Monsieur le secrétaire d’État, en procédant ainsi, vous prenez le risque de porter un coup à l’évolution du nouveau groupe, qui est appelé à être le deuxième groupe bancaire français.

Je vous demande, avec calme et modération, de bien vouloir considérer l’objet de ces deux amendements : ils visent simplement à faire valider les décisions du groupe par la majorité des caisses régionales et des banques régionales. Est-ce vraiment révolutionnaire ?

M. Jean-Louis Carrère. Les décentralisateurs que vous êtes devenus – les convertis sont extraordinaires – considèrent-ils vraiment que le fait de confier à des caisses régionales la possibilité de valider des projets de direction puisse nuire à l’évolution de la banque ?

Certains de nos collègues exercent ou ont exercé les fonctions de président de caisse régionale. Je leur demande s’ils verraient un problème à ce que les caisses régionales, qui ne sont pas représentées par les dix membres qui siègent à l’organe central, valident les décisions. Ce serait là, me semble-t-il, la garantie d’un meilleur état d’esprit et d’une plus grande volonté de servir l’intérêt que l’on veut marquer en créant ce groupe.

M. le président. Je mets aux voix l'amendement n° 10 rectifié.

(L'amendement n'est pas adopté.)

M. le président. Je mets aux voix l'amendement n° 2.

(L'amendement n'est pas adopté.)

M. le président. L'amendement n° 6, présenté par Mme Bricq, M. Marc, Mme M. André, MM. Angels, Auban, Demerliat, Frécon, Haut, Hervé, Krattinger, Masseret, Massion, Miquel, Rebsamen, Sergent, Todeschini et les membres du groupe Socialiste, apparentés et rattachés, est ainsi libellé :

À la fin du cinquième alinéa (4°) du texte proposé par le 1° du I de cet article pour l'article L. 512-107 du code monétaire et financier, remplacer les mots :

de branche

par les mots :

sur tout ou partie de son périmètre

La parole est à Mme Nicole Bricq.

Mme Nicole Bricq. Cet amendement porte sur l’organisation des relations du travail dans le nouveau groupe. Il s’agit d’un message en direction des salariés du futur groupe qui attendent que la loi protège leurs droits et non qu’elle ajoute un simulacre de branche professionnelle dans des entreprises qui relèvent d’un même groupe.

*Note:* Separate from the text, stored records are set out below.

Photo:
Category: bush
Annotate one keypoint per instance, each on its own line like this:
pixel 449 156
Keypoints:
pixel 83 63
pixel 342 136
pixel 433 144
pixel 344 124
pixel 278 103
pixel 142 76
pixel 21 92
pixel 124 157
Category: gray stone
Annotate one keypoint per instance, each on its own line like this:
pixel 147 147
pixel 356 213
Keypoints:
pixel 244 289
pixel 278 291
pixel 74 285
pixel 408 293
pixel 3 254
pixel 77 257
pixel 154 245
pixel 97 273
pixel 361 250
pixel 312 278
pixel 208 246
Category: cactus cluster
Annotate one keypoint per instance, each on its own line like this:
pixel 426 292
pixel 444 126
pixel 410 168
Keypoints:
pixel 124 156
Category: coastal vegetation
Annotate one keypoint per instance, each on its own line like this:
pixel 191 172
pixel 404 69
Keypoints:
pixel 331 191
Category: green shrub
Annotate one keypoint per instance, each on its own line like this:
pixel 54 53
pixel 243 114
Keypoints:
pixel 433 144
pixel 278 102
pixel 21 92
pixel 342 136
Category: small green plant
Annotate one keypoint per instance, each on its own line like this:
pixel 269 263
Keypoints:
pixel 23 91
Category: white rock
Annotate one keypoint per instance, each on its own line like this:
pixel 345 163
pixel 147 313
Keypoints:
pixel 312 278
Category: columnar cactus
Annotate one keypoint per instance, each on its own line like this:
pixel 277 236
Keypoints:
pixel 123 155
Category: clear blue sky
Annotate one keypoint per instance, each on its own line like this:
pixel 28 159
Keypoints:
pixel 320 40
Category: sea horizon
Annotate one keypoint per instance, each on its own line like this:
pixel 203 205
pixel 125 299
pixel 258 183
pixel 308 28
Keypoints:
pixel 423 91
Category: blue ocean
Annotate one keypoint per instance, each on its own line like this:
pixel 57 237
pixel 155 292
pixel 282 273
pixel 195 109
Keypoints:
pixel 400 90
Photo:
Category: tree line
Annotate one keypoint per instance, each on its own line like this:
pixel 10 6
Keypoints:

La discussion générale et les réponses qui ont été apportées à nos amendements ne m’ont pas éclairée sur la position du Gouvernement et de sa majorité au sujet de la décentralisation, ou de la centralisation ! Le caractère mutualiste et coopératif est intrinsèquement lié à la décentralisation, à la régionalisation.

En l’occurrence, on veut créer quatre branches professionnelles, alors que l’on soutient par ailleurs la nécessité d’avoir un organe central fort.

Je m’interroge donc sur la vision du Gouvernement en matière de centralisation. Nous ne connaissons pas non plus la vision stratégique à moyen terme du futur président-directeur général du groupe.

En refusant la discussion, vous acceptez de fait la mise en cause du caractère mutualiste. Monsieur le rapporteur, vous souhaitez un vote conforme et, à cette fin, vous vous êtes interdit de déposer des amendements, ce qui est dommage pour la représentation nationale.

Nous avons bien compris que l’on ne souhaite pas s’embarrasser du contrepoids que peuvent constituer les salariés. Ils sont parties prenantes de l’entreprise, mais encore faut-il qu’ils soient présents au bon niveau, c’est-à-dire là où se prennent les décisions.

M. le président. Quel est l’avis de la commission ?

M. Philippe Marini, rapporteur. Je partage la surprise et l’incompréhension de Mme Bricq, mais pas sur le même point.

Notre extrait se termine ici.